Riverbend Campground features 16 RV and tent campsites that are very close to the river’s edge. There are lots of shade trees, and each parking spot has a shade ramada. Each campsite also has a fire ring and a picnic table. So, many RVers spend more time outside than they do inside. While there are no hookups, you will have access to an RV dump station. Riverbend Campground is located in the Pitchfork Ranch section of the park, meaning you'll have access to idyllic picnicking at the day-use area and floating opportunities at the Walker River. If you want to give the kids a history lesson, the Visitor Center is not far either.
Seasonal activities in Walker River State Recreation Area
There is basically one long nature trail which meanders all over the Pitchfork Ranch. Don’t be surprised to see archaeological or historical objects, but don’t touch them either. The trail covers both the green river basin, where the wildflowers are very pretty in the spring, and the fragile high desert ecosystem. You can tour these areas in your rig. Horseback riders and mountain bikers are welcome on the hiking trail as well.
Whether you’re into serenity fishing or catching something for dinner, Walker River State Recreation Area is the place for your motorhome. Relax and enjoy the scenery near the Visitor Center, or paddle off a bit and enjoy the rush of the water from the safety of the shoreline. As one might expect, fly fishing is very popular here. The Elbow, which is in the southern part of the park, is a particularly good fly-fishing spot. Anglers can expect to catch mountain whitefish, rainbow trout, and brown trout. There is usually a harvesting limit. Above the limit, it’s catch-and-release.
The ribbon-like East Fork of the Walker River cuts through this scenic desert. The water level varies, so check with rangers for the best put-in and take-out locations. April through July are the best tubing and paddling months for RV campers. The rapids, or lack thereof, vary as well. So, this part of the Walker River is ideal for all skill levels. The stretch between Riverbend and Skull Rock is almost as placid as a backyard swimming pool.

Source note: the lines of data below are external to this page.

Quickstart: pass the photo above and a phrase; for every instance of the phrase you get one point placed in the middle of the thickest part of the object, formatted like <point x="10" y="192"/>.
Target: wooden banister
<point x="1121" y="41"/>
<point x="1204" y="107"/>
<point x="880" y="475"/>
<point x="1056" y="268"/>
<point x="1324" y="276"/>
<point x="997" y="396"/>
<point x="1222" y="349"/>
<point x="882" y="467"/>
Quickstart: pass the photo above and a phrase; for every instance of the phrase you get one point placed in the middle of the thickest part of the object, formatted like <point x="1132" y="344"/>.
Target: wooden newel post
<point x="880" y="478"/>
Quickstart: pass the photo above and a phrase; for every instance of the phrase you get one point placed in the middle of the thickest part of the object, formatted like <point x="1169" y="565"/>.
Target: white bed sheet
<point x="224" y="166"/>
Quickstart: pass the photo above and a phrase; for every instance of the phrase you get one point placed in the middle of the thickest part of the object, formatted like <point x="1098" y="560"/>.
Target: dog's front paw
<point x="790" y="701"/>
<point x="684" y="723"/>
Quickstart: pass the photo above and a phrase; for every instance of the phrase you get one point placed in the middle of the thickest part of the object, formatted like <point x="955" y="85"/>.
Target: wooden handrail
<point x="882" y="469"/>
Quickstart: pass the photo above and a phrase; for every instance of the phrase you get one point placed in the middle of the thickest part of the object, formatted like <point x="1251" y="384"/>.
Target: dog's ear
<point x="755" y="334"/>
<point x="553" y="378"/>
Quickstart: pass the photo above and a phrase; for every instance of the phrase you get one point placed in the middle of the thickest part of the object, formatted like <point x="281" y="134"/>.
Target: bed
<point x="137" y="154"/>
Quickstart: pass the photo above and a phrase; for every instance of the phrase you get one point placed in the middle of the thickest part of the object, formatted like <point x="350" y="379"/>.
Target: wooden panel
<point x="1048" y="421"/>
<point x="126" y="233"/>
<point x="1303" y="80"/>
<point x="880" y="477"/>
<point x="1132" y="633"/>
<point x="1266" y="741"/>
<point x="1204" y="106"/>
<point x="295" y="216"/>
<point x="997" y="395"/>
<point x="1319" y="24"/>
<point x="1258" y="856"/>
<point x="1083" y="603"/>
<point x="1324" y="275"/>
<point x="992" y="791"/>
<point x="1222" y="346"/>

As you paddle north toward Last Call Point or south toward Squeeze Shoot, the rapids get faster.
Winter nights at Walker River State Recreation Area are long and dark. Lots of people leave their rigs and head to the Skull Rock area for nighttime stargazing. There are some high points here that are inside the park boundaries and also easily accessible via road or nature trail. Set up your telescope and enjoy the show. The sharp details on nearby celestial bodies look like images from the Hubble Telescope. You can even see features like the rings of Saturn and the moons of Jupiter. And don’t forget the myriad of shooting stars that fill the sky as well.
Exploring the Visitor Center
Many people start their Walker River State Recreation Area RV camping adventure in this brand-new museum complex. Interactive exhibits tell the story of this area from both a historical and environmental point of view. A few minutes here significantly enhance the remainder of your visit.
As one might expect, a clear stream that flows through the barren desert is very attractive to both RV campers and the local wildlife. Close to the river, look for otters and beavers. These creatures are not terribly shy, and they usually prefer the slower rapids close to the Visitor Center. A bit further out, mule deer and pronghorn antelope frequently venture to the river for a drink. The antelope often appear in small herds. Away from the river, look for coyotes, mountain lions, and other desert dwellers. In the skies overhead, there are lots of tree birds, like owls, and birds of prey, like hawks.